No, not automatically. The owner of the property with the well has complete right to do whatever the owner wants with that water. The house is not entitled to use the water because it has in the past. The only time a parcel of property is required to "give" rights to another person, is if the parcel is landlocked and an owner of the subserviant property cannot access it without ingress rights from another parcel.

BizAttorney :

Is the son a beneficiary of the Trust?

BizAttorney :

If he is, there may be an argument that he is not allowed to waste assets in the trust. Essentially if the house is not allowed to have water and that house is in the trust, then restricting the water could be causing waste to the assets of the trust.

Customer:

I apologize. I re-read my initial inquiry and realize I should have been more clear that they built the house on an adjoining parcel.

Customer:

The son is one of 4 beneficiaries. The 'wasting assets' argument is interesting. I am not an attorney but I have reviewed parts of Wi Stats Chapter 829 and 843 and wonder about the possibility of using them to gain a writ.

BizAttorney :

Please give me one moment to access those statutes.

BizAttorney :

Chapter 829 doesn't apply. Let me check 843

BizAttorney :

843 doesn't apply either. They don't give you any relief unfortunately.

BizAttorney :

I would look at the waste argument as that is the only real argument you can have from the facts you have given me.

Customer:

Pardon me again.
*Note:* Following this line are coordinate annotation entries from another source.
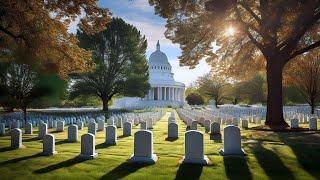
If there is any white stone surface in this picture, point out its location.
[68,125,78,142]
[182,130,209,165]
[80,133,98,159]
[10,128,24,149]
[42,134,57,156]
[220,125,245,156]
[129,130,158,163]
[168,123,179,138]
[105,125,117,145]
[123,122,132,136]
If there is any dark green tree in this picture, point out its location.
[186,93,204,105]
[0,61,62,120]
[70,18,150,111]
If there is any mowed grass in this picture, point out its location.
[0,109,320,180]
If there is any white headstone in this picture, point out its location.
[105,125,117,145]
[68,125,78,142]
[309,117,318,131]
[123,122,132,136]
[129,130,158,163]
[10,128,24,149]
[80,133,98,159]
[24,122,32,134]
[290,119,299,129]
[220,125,245,156]
[38,123,48,139]
[88,122,97,135]
[42,134,57,156]
[57,121,64,132]
[168,123,179,138]
[182,130,209,165]
[210,122,220,135]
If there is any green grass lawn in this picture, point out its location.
[0,109,320,180]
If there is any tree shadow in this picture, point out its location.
[100,162,150,179]
[0,153,41,166]
[223,156,252,180]
[56,139,73,145]
[210,134,222,143]
[96,143,115,149]
[165,137,179,142]
[33,156,88,174]
[276,132,320,179]
[249,143,295,179]
[175,164,203,179]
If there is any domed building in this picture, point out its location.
[114,41,185,108]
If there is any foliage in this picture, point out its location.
[149,0,320,126]
[0,0,110,76]
[71,18,150,110]
[0,61,65,119]
[285,50,320,114]
[196,73,228,107]
[186,93,204,105]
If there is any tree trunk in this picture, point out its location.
[266,59,288,128]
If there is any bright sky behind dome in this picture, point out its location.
[75,0,210,86]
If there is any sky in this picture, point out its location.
[76,0,210,86]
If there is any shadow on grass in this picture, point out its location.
[56,139,72,145]
[96,143,115,149]
[249,143,295,179]
[33,156,88,174]
[175,164,203,179]
[223,156,252,180]
[276,132,320,179]
[100,162,150,179]
[0,153,41,166]
[210,134,222,143]
[165,137,179,142]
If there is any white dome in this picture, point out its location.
[149,41,170,65]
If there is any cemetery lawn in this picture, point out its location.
[0,109,320,180]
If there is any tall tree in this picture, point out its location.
[71,18,150,111]
[0,0,110,76]
[149,0,320,127]
[0,61,58,120]
[197,73,228,108]
[285,50,320,114]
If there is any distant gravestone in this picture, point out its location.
[0,123,6,136]
[123,122,132,136]
[190,121,198,130]
[309,117,318,131]
[168,123,179,139]
[24,123,32,134]
[220,125,245,156]
[204,120,211,133]
[77,121,83,130]
[105,125,117,145]
[182,130,209,165]
[98,120,105,131]
[140,121,147,130]
[241,119,249,129]
[290,119,299,129]
[210,122,220,135]
[88,122,97,135]
[129,130,158,164]
[42,134,57,156]
[68,125,78,142]
[10,128,24,149]
[80,133,98,159]
[38,123,48,139]
[57,121,64,132]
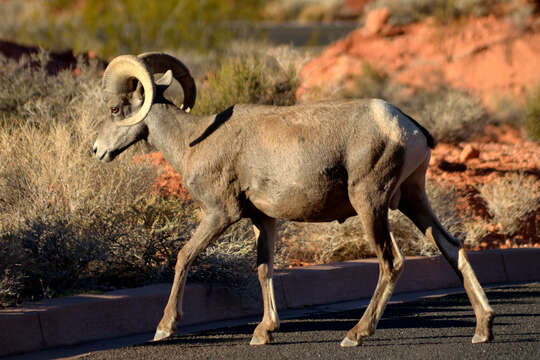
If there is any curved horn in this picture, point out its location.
[103,55,155,126]
[139,52,197,112]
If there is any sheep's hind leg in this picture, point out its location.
[250,218,279,345]
[341,201,404,347]
[399,163,495,343]
[154,212,230,341]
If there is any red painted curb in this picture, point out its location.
[0,248,540,356]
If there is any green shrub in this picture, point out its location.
[194,52,298,114]
[401,88,487,143]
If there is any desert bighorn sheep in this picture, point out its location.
[94,53,494,346]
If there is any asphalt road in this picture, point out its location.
[84,283,540,360]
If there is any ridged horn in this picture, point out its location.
[139,52,197,112]
[103,55,155,126]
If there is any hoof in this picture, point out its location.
[472,334,490,344]
[340,337,361,347]
[153,330,172,341]
[249,334,272,346]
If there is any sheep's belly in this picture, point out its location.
[247,177,356,222]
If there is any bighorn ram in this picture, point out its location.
[94,53,494,346]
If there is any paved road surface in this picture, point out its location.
[84,283,540,360]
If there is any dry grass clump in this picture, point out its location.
[0,52,200,305]
[401,88,487,143]
[479,174,540,235]
[524,84,540,142]
[364,0,537,26]
[0,47,304,306]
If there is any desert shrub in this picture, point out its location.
[0,0,264,57]
[0,52,264,306]
[277,181,465,266]
[262,0,342,22]
[524,85,540,142]
[479,174,540,235]
[194,52,298,114]
[401,88,487,143]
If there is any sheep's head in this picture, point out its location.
[94,53,196,162]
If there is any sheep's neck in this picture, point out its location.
[146,104,205,174]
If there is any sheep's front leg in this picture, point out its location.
[154,212,231,341]
[250,218,279,345]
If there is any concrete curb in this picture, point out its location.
[0,248,540,356]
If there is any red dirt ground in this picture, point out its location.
[297,8,540,108]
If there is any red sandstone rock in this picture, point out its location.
[362,7,390,36]
[297,14,540,108]
[459,144,480,162]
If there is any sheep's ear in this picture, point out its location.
[132,82,144,100]
[155,70,173,88]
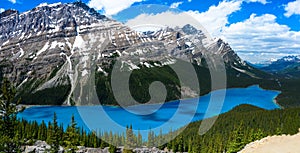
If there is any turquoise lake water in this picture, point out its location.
[18,86,280,138]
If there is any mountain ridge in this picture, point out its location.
[0,2,268,105]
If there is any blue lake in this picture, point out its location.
[18,86,280,138]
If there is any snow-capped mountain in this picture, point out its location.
[261,56,300,72]
[260,56,300,78]
[0,2,255,105]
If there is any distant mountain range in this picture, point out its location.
[260,56,300,77]
[0,2,268,105]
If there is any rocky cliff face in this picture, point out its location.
[0,2,255,105]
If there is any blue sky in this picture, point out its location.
[0,0,300,62]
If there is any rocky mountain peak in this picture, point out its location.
[182,24,199,35]
[0,9,19,19]
[0,2,109,44]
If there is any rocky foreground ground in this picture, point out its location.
[239,131,300,153]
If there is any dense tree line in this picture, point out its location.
[161,105,300,153]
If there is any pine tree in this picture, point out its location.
[137,131,143,147]
[50,113,60,153]
[64,115,80,153]
[125,125,135,149]
[0,78,24,152]
[108,144,117,153]
[227,123,246,153]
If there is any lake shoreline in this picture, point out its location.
[20,84,285,109]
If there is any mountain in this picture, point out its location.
[0,2,266,105]
[261,56,300,78]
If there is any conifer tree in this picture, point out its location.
[50,113,60,153]
[64,115,80,153]
[0,78,24,153]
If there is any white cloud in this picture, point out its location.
[88,0,143,15]
[245,0,270,4]
[126,1,242,36]
[170,2,183,8]
[127,0,300,62]
[187,1,242,36]
[284,0,300,17]
[8,0,17,4]
[126,11,210,36]
[222,14,300,62]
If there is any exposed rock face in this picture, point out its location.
[0,2,253,105]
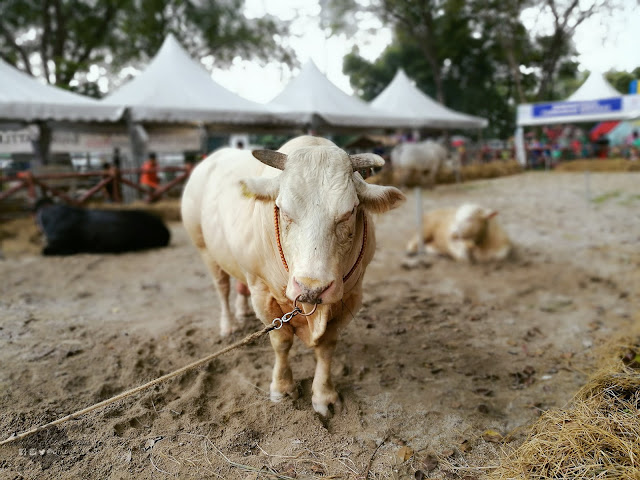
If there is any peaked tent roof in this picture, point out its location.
[103,34,273,125]
[268,60,411,129]
[567,72,621,102]
[370,69,488,128]
[0,59,124,122]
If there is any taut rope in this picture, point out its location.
[0,325,275,446]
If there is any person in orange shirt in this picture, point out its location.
[140,153,159,189]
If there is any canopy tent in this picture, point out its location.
[515,72,640,165]
[370,69,489,128]
[268,60,411,130]
[607,120,640,145]
[0,59,124,123]
[517,73,640,126]
[589,120,620,142]
[103,34,277,127]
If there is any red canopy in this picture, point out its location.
[589,121,620,142]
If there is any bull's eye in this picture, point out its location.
[280,210,293,224]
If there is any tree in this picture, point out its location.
[0,0,293,95]
[535,0,617,100]
[605,67,640,94]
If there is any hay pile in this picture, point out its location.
[436,160,523,183]
[554,158,640,172]
[489,341,640,480]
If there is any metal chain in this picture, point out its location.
[271,307,302,330]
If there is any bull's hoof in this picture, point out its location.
[270,383,299,403]
[311,392,342,418]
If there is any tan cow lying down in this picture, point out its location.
[182,136,405,415]
[407,203,511,262]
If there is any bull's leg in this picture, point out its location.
[269,326,298,402]
[200,249,235,337]
[236,280,253,317]
[247,284,298,402]
[311,326,341,417]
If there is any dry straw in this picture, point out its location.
[489,341,640,480]
[555,158,640,172]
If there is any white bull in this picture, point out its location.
[182,136,405,416]
[391,140,447,187]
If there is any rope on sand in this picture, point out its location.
[0,326,274,446]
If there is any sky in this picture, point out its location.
[212,0,640,103]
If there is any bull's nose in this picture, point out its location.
[293,277,333,303]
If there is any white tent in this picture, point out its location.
[0,59,124,122]
[515,72,640,165]
[517,72,640,126]
[268,60,411,129]
[370,69,488,128]
[103,34,275,125]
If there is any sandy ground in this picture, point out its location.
[0,172,640,480]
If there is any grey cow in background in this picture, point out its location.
[391,140,448,188]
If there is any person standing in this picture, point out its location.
[140,152,159,190]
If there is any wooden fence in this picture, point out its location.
[0,164,193,206]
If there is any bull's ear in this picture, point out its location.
[240,177,280,201]
[484,208,498,220]
[353,173,407,213]
[251,150,287,170]
[349,153,384,172]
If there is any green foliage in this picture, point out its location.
[605,67,640,94]
[340,0,628,138]
[0,0,293,94]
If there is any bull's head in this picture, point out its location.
[242,145,405,303]
[451,204,498,245]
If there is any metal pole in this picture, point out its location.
[584,170,591,205]
[413,186,424,255]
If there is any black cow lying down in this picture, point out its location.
[35,201,171,255]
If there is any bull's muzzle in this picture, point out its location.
[292,277,335,304]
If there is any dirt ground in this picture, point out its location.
[0,172,640,480]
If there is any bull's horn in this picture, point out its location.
[251,150,287,170]
[349,153,384,172]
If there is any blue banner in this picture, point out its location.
[533,97,622,118]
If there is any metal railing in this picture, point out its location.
[0,164,193,206]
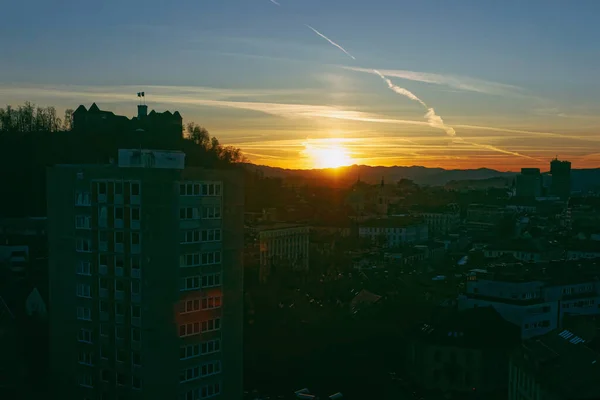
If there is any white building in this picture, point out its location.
[458,266,600,339]
[358,217,429,247]
[258,223,309,283]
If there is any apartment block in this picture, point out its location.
[47,150,244,400]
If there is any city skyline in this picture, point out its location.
[0,0,600,171]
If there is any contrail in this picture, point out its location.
[304,23,540,161]
[304,25,356,60]
[373,69,427,108]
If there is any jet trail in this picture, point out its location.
[308,24,356,60]
[302,23,540,161]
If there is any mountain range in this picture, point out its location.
[246,164,600,191]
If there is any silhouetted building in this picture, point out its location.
[48,150,244,400]
[517,168,543,197]
[508,330,600,400]
[406,307,520,398]
[73,103,183,149]
[550,158,571,199]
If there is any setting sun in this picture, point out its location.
[304,143,353,168]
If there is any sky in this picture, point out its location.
[0,0,600,170]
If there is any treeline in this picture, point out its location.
[0,102,244,217]
[0,101,73,133]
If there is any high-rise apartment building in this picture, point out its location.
[550,158,571,199]
[47,150,244,400]
[517,168,543,198]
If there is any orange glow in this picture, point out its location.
[304,141,354,168]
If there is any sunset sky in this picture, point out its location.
[0,0,600,170]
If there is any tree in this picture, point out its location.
[63,108,73,131]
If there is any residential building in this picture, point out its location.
[517,168,543,198]
[417,204,460,237]
[47,150,244,400]
[550,158,571,200]
[358,217,429,247]
[508,330,600,400]
[483,238,563,262]
[458,261,600,339]
[257,223,310,283]
[406,307,520,398]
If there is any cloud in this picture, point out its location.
[306,25,356,60]
[342,66,522,96]
[373,69,427,107]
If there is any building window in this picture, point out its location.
[179,207,200,219]
[77,283,92,298]
[131,182,140,196]
[75,191,92,206]
[79,351,94,366]
[77,261,92,275]
[77,329,92,343]
[117,372,127,386]
[75,239,92,253]
[79,372,94,388]
[131,351,142,366]
[202,273,221,288]
[131,207,140,222]
[181,276,200,292]
[100,369,110,382]
[181,229,200,243]
[75,215,92,229]
[202,206,221,219]
[77,307,92,321]
[179,322,200,337]
[115,207,123,220]
[131,376,142,390]
[202,296,221,310]
[202,251,221,265]
[200,361,221,377]
[202,318,221,333]
[202,229,221,242]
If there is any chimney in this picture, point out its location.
[138,104,148,119]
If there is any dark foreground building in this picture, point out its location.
[47,150,244,400]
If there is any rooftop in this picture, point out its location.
[520,330,600,400]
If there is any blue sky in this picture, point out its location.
[0,0,600,170]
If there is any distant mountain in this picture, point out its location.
[247,164,600,191]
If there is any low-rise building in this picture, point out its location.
[256,223,309,283]
[508,330,600,400]
[483,238,563,262]
[358,217,429,247]
[458,262,600,339]
[406,307,519,398]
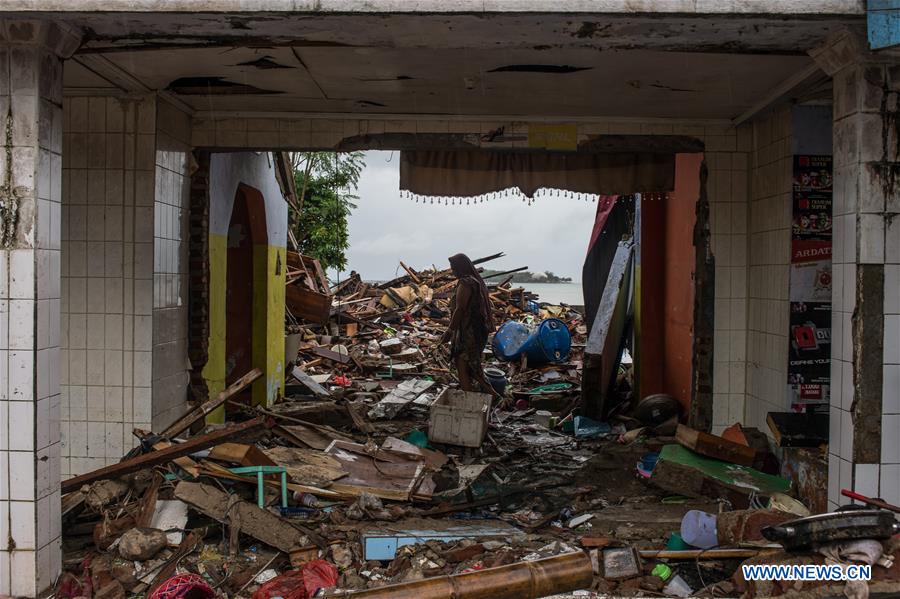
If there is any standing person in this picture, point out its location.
[440,254,496,394]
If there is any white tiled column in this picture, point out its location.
[812,32,900,507]
[0,20,79,597]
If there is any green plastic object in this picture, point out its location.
[666,532,690,551]
[403,429,428,449]
[654,444,791,495]
[650,564,672,580]
[229,466,287,508]
[526,383,572,395]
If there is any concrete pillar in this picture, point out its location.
[811,31,900,507]
[0,20,80,597]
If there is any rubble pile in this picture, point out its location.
[56,255,900,599]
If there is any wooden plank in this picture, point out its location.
[284,285,331,324]
[638,549,768,561]
[209,443,276,466]
[153,440,200,478]
[175,481,309,553]
[301,347,350,364]
[400,260,422,285]
[291,366,331,396]
[200,461,342,499]
[347,401,375,435]
[675,424,756,467]
[160,368,262,439]
[325,441,424,501]
[61,417,266,493]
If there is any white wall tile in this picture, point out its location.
[884,314,900,364]
[853,464,881,503]
[881,364,900,414]
[881,464,900,505]
[881,414,900,464]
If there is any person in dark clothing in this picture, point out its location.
[440,254,496,394]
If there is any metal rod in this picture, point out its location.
[841,489,900,514]
[481,266,528,279]
[331,552,594,599]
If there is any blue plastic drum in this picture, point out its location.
[491,318,572,366]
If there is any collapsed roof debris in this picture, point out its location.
[56,253,900,599]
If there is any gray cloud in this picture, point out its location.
[348,151,597,281]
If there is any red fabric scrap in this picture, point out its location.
[253,559,339,599]
[147,574,216,599]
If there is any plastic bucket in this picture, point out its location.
[681,510,719,549]
[491,320,531,362]
[484,368,509,395]
[522,318,572,366]
[491,318,572,366]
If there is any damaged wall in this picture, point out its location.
[60,96,156,477]
[192,118,752,430]
[60,95,190,478]
[735,105,793,434]
[151,99,191,430]
[203,152,288,405]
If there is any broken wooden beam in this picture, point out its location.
[160,368,262,439]
[675,424,756,467]
[332,551,594,599]
[175,481,309,553]
[638,549,779,560]
[61,417,267,493]
[481,266,528,279]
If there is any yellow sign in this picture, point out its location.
[528,123,578,151]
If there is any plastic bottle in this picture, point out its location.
[651,564,694,597]
[663,574,694,597]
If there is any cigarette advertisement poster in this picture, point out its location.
[787,155,833,410]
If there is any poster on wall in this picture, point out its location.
[788,302,831,404]
[788,155,833,411]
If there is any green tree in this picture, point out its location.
[290,152,366,270]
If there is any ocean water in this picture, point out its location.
[366,280,584,306]
[512,283,584,306]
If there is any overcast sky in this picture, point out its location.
[347,151,597,281]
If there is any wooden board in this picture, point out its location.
[61,418,266,493]
[209,443,276,466]
[175,481,309,553]
[160,368,262,439]
[291,366,331,397]
[284,285,331,324]
[265,446,347,487]
[675,424,756,467]
[325,441,425,501]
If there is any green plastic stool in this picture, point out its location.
[229,466,287,508]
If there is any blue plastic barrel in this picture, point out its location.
[491,318,572,366]
[491,320,531,362]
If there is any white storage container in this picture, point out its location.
[428,389,491,447]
Chapter 893.28

BizAttorney :

You will need to focus on how the property is not as valuable as it should be because of the son's choices.

BizAttorney :

Let me review 893.28

BizAttorney :

That doesn't help you either. That is regarding adverse possession to those rights. Your Ma died last year, so your little sister would have to adversely take the water another 19 years before that statute could apply.

Customer:

But Ma and/or the 'Ma and Pa Trust' have continuously exercised those rights since 1975, and before that, in the old house. That Trust is still the owner of record.

BizAttorney :

It won't matter. It was not done adversely at all. No court would count that time as adverse time.

BizAttorney :

Adverse time would be when someone takes the water in defiance of another.

Customer:

"Openly and notoriously, without objection" doesn't matter? Son/daughter-in-law's 'permissive' use by Ma that continued for 10+ years after the first 25+ years doesn't matter either?

BizAttorney :

It has to be continuous and be adverse. What you are describing is neither.

Customer:

Thank you for your time and effort. I do appreciate it.

BizAttorney :

You are welcome. Focus on the waste issue, it is your strongest point. Good luck and have a good night!